First of all, if you’re a beginning writer, follow the rules. You must learn them before you can break them. Rules are meant to end in a certain effect. Once you have mastered them, you can see how to get the same effect by breaking the rules. Really, that’s what the rules are all about: making your writing communicate to the reader what it was meant to communicate. Not just to make a sentence that isn’t confusing, although that’s important too, but most of all to convey the emotion and general ambiance of the scene, give a sense of the setting, and help the pieces flow together as a whole.
So it’s about the end result, about making a certain effect. For instance, I’ve known writers who wanted to declare that a run-on sentence is one that extends for more than two lines. (I mean, first of all, line length are partially determined by fonts and sizes, so that’s hardly consistent.) But the problem with run-on sentences is not that they extend for more than two lines; the problem is that they drag on with too many ideas and make the brain run out of breath. If your sentence doesn’t do that, it’s all good. I’d dare to say that it’s not a run-on sentence at all. I’ve seen writing where the author’s sentences naturally rolled one into the other and rolled me along with it, making the actions smooth and fluid instead of halting.

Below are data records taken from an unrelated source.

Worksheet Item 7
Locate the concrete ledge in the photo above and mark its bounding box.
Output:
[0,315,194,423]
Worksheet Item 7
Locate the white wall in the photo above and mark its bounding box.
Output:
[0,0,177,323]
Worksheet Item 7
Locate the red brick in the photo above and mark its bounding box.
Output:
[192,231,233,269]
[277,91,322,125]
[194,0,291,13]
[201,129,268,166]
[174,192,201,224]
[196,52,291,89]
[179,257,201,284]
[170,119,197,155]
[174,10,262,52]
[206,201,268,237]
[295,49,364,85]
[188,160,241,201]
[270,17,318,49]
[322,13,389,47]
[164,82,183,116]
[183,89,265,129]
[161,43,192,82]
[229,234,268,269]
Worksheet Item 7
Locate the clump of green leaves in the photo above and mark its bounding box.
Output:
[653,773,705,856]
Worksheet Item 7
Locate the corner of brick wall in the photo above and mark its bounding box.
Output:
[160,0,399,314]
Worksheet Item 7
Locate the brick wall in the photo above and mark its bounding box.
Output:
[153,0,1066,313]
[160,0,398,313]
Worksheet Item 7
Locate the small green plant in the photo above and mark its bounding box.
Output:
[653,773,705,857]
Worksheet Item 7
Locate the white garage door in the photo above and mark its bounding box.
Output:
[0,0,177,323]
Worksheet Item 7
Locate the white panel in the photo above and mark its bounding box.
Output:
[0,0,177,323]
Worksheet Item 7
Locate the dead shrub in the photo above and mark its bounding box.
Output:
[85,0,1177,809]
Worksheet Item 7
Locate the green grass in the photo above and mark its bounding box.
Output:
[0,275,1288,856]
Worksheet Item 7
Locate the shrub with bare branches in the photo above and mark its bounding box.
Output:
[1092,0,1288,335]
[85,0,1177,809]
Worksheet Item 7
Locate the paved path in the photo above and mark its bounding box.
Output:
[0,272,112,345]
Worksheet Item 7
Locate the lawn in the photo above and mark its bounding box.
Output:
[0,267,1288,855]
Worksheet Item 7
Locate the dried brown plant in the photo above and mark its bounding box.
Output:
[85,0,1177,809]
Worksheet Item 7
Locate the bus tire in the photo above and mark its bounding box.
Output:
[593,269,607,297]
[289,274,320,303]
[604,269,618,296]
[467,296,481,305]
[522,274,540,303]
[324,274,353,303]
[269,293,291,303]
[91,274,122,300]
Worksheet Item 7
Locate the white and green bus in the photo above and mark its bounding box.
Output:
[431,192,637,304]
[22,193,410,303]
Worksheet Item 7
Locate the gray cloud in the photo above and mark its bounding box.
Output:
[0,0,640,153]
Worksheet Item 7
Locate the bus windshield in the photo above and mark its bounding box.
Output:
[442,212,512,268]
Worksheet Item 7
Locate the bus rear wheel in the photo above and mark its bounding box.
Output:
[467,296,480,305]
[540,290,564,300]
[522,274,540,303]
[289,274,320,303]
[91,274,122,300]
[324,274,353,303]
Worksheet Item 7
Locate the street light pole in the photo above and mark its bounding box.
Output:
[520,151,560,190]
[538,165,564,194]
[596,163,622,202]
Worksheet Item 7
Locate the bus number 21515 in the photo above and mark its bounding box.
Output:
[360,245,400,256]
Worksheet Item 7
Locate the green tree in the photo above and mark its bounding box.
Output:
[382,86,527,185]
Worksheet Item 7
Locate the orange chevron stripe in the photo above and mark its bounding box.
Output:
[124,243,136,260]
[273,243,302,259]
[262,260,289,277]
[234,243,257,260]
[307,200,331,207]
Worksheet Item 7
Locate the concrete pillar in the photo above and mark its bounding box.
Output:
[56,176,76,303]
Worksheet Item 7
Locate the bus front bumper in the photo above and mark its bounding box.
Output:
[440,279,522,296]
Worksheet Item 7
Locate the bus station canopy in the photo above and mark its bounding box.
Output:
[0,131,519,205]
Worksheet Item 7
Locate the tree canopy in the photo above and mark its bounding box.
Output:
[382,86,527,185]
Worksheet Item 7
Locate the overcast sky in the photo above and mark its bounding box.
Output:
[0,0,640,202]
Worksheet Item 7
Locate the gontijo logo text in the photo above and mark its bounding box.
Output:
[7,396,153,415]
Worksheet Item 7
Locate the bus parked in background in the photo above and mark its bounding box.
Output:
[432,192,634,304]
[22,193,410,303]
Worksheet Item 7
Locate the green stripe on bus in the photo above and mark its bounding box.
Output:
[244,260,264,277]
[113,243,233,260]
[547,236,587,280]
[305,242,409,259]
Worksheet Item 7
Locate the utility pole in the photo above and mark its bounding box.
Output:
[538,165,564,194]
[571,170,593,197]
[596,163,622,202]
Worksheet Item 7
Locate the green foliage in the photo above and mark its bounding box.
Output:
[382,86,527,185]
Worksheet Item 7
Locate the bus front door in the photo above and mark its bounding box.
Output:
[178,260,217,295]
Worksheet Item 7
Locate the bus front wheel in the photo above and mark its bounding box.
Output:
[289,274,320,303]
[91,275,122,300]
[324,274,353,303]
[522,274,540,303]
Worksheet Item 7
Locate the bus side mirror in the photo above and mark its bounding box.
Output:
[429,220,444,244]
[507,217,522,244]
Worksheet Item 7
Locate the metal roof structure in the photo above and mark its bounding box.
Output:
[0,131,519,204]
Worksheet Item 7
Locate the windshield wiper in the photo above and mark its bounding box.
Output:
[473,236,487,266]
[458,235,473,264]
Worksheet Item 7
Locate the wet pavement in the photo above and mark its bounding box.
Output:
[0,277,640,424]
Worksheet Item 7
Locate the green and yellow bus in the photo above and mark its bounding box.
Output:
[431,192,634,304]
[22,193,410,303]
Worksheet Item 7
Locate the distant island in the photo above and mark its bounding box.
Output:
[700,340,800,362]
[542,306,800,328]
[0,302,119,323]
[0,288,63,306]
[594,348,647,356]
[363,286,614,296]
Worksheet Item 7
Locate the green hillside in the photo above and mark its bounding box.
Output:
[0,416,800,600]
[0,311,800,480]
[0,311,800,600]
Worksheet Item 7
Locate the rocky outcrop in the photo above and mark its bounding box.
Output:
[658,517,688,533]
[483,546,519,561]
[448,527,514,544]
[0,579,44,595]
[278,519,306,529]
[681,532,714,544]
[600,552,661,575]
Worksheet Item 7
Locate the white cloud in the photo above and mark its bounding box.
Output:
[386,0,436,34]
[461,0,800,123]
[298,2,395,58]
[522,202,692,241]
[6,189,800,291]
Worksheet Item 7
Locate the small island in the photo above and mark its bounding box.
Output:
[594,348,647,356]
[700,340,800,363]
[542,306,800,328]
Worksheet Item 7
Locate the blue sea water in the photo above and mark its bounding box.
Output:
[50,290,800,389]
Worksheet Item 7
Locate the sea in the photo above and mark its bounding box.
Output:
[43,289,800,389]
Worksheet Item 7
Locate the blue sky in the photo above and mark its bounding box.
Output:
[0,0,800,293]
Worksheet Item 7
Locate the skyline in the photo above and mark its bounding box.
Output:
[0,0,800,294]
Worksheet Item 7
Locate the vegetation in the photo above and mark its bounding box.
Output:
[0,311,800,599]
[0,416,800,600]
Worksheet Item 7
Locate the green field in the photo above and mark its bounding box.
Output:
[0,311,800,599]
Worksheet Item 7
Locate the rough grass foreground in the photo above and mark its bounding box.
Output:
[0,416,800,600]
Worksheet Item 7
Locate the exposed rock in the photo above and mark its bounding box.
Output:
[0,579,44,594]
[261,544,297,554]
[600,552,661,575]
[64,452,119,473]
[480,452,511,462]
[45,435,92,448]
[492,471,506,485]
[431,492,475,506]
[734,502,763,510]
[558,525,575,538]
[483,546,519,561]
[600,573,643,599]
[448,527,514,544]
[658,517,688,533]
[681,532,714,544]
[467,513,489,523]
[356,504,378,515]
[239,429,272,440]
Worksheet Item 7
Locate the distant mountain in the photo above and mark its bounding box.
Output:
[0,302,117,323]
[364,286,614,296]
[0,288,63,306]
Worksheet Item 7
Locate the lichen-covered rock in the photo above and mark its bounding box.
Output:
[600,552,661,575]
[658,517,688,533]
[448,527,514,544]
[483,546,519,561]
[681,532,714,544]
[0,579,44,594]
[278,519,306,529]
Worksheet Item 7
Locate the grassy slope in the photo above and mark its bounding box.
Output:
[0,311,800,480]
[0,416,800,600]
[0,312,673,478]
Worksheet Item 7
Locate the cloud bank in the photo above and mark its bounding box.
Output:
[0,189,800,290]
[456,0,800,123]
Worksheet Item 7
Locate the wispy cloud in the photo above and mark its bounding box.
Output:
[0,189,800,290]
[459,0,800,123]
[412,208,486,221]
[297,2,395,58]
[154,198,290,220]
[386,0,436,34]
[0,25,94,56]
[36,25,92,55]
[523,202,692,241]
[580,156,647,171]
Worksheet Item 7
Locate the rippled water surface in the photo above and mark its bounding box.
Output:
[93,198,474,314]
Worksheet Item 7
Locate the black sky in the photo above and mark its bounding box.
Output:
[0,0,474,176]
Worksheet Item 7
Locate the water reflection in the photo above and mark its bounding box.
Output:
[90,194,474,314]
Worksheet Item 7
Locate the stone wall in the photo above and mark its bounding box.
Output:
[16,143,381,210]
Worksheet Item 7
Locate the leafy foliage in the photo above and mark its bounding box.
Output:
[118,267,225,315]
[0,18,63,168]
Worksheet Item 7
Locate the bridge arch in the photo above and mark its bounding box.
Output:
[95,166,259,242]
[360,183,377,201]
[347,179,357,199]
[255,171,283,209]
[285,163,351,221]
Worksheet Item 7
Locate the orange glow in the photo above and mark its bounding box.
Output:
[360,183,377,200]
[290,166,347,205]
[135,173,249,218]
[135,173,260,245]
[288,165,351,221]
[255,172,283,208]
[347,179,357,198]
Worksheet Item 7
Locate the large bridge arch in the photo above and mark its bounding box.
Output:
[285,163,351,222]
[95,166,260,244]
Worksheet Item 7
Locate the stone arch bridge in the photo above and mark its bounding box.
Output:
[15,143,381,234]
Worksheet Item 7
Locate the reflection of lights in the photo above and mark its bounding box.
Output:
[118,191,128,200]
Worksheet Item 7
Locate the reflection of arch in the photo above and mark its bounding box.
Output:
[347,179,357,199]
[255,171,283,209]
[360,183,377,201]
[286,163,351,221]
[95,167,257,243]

Along that note, novels are admittedly not formal papers. In real life, people talk and feel and think differently than “the rules” might dictate. Your writing should reflect that in a realistic manner. Going strictly by the rules can lead to writing that’s too rigid. Just don’t be excessive.
Second of all, you must never break the rules just because it’s easier that way. (Is that a rule of writing? And if it is, does that mean it can broken? Hmm.) You can usually tell a beginning writer by the way their writing is just floundering around in punctuation, sentence construction, and wording that is awkward and incorrect. There’s a palpable difference between the greenhorn writer who doesn’t know what their doing and the seasoned writer who’s purposely bending the rules to their advantage.
I just finished reading the science-fiction classic Dune by Frank Herbert and it’s a perfect example of what I mean. He constructs sentences incorrectly, but you can tell it’s not because he’s ignorant or lazy; you can tell he really means it. And because it’s his natural style flowing intentionally out of him, it makes a spell-binding and unmistakable effect. For example: He reached into his tunic, brought out a sheath with a black-ridged handle protruding from it. (From Dune by Frank Herbert.) Hopefully you noticed that the sentence is incorrect, grammatically speaking. Yet the result is a more right-now perception to the action. To me it feels like one action follows from another the way it would in real life. At the same time, I wouldn’t endorse everyone writing this way. And he pretty much did that every time there was a sentence like that, and I’m not sure that was entirely a good thing either. But all that aside, it marks an individual style and lends a particular, deliberate feel to the writing. It felt authentic.
And that’s what the rules are all about: writing that is authentic, natural, and easy to read. So follow them. Break them. But write well.